5 gold starMy review: 5 out of 5 stars for I Promise You This by Patricia Sands

I Promise You This is about what comes after happily-ever-after. The lovers have met, fallen in love, faced trials, and finally expressed their commitment to one another. That’s where the curtain goes down in most romances. But in this one, it’s just the signal for the beginning of Act 3.

This is really not the book to start without reading the preceding two novels in this series. As we saw in the earlier books, the main character, Katherine, is a woman who spent her entire married life going through the motions of what was expected of her, without ever considering what she expected of herself. Her unfaithful husband leaves her the cruelest way possible, but from the beginning the reader suspects what Katherine only eventually discovers—it was a desperate act to save himself from a soulless marriage. And it saves Katherine as well, although she is in agony along the way.

In the previous books we see how Katherine comes to terms with her relationships, both with her failed marriage, and with her dying mother. But most importantly, she takes a chance on life, both by fulfilling a decades-old promise to herself to return to France, and by accepting that she still has a chance at a loving and fulfilling relationship. In France, the setting itself becomes another main character—one that soothes and supports Katherine, encouraging her to unfold and become the person she was meant to be. And in France, she and Philippe fall in love.

So why the third novel? Katherine has committed to Philippe, but—as she realizes when she returns home to Toronto to care for her best friend Molly after a devastating accident—she hasn’t committed to leaving behind her old life, her home, and her history.

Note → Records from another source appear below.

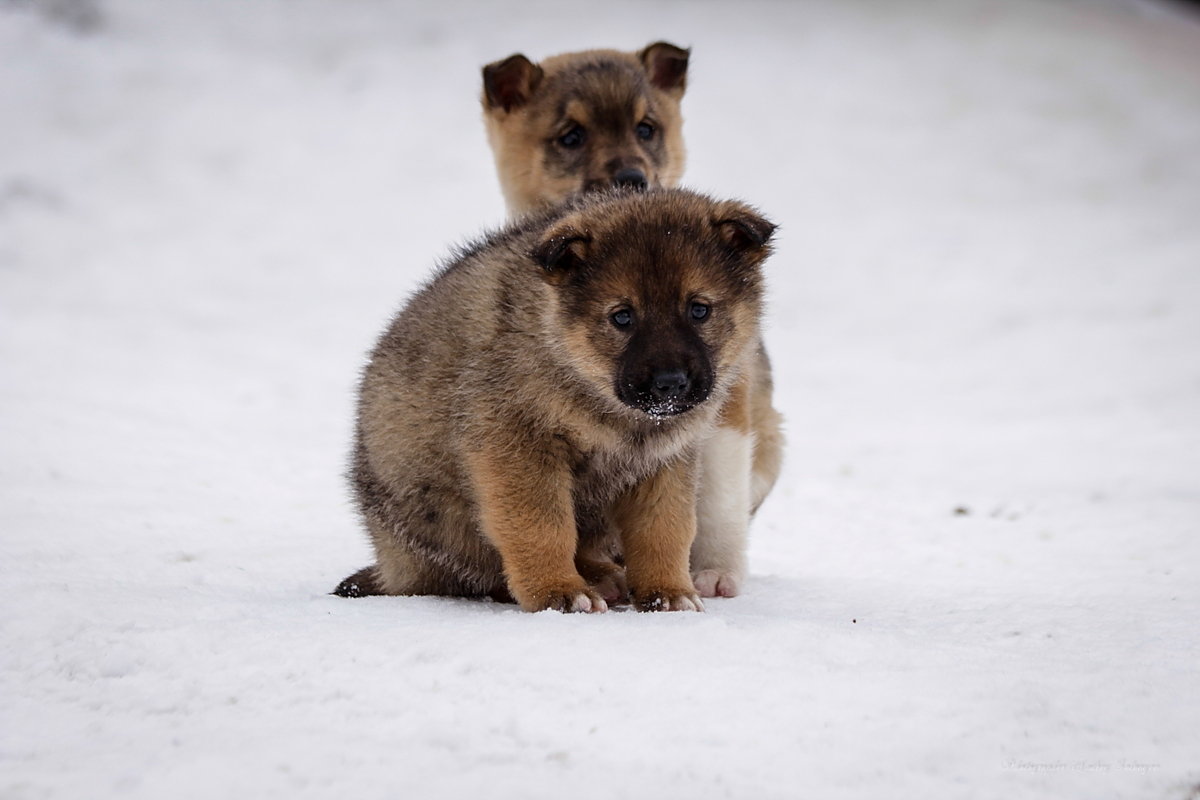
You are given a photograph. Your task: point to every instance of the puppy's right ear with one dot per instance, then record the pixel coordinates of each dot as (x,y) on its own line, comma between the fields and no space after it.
(667,66)
(510,83)
(562,251)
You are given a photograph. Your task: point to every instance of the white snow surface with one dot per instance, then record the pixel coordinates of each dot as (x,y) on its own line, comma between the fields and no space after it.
(985,298)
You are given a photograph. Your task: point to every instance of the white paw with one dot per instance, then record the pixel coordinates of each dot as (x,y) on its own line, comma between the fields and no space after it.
(715,583)
(588,605)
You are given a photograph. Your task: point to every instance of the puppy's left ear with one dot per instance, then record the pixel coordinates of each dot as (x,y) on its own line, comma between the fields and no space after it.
(743,229)
(562,250)
(510,83)
(667,67)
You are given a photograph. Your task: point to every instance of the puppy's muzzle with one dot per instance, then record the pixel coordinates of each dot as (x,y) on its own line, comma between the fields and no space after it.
(630,178)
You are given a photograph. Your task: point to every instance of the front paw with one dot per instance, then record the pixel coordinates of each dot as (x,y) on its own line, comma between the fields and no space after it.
(568,599)
(717,583)
(667,600)
(606,579)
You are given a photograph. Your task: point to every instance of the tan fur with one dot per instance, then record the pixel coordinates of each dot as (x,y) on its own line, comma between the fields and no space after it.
(527,107)
(502,449)
(605,94)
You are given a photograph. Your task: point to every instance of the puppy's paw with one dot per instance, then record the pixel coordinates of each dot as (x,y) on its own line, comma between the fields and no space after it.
(669,600)
(569,601)
(717,583)
(606,579)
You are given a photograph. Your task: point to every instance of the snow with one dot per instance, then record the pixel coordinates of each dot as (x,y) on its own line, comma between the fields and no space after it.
(975,578)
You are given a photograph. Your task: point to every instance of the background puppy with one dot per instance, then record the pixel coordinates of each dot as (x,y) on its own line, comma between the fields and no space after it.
(585,120)
(581,121)
(547,391)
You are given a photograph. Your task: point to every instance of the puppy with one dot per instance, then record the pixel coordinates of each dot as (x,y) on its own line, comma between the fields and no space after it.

As an expat myself, that’s where the story got really interesting. Because no matter how much we expats are pursuing the life we’ve worked to achieve, no matter how committed we are to living in that incredible but ultimately foreign place, no matter how desperately we want to be there—it’s still not the place that our heart labels “back home”. The place where we’re not different, we don’t stand out, we sound like everybody else. The place where our memories and the things that define our past will always live.

Katherine is shocked to find out that in committing to Philippe and their love, she still has to do a lot of work to come to terms with all the other parts of her past that have defined her. This book is the lovely story of that journey. And, because I’ve come to know and love the huge cast of the three books, I have to admit that I cried when Katherine did successfully arrive at her journey’s destination.

I recommend this book and the series to anybody who wants to read a contemporary love story about a mature woman, a beautiful setting, and a wonderful supporting cast. And you’re so lucky that the series is complete, so you can read it all now. Bon voyage!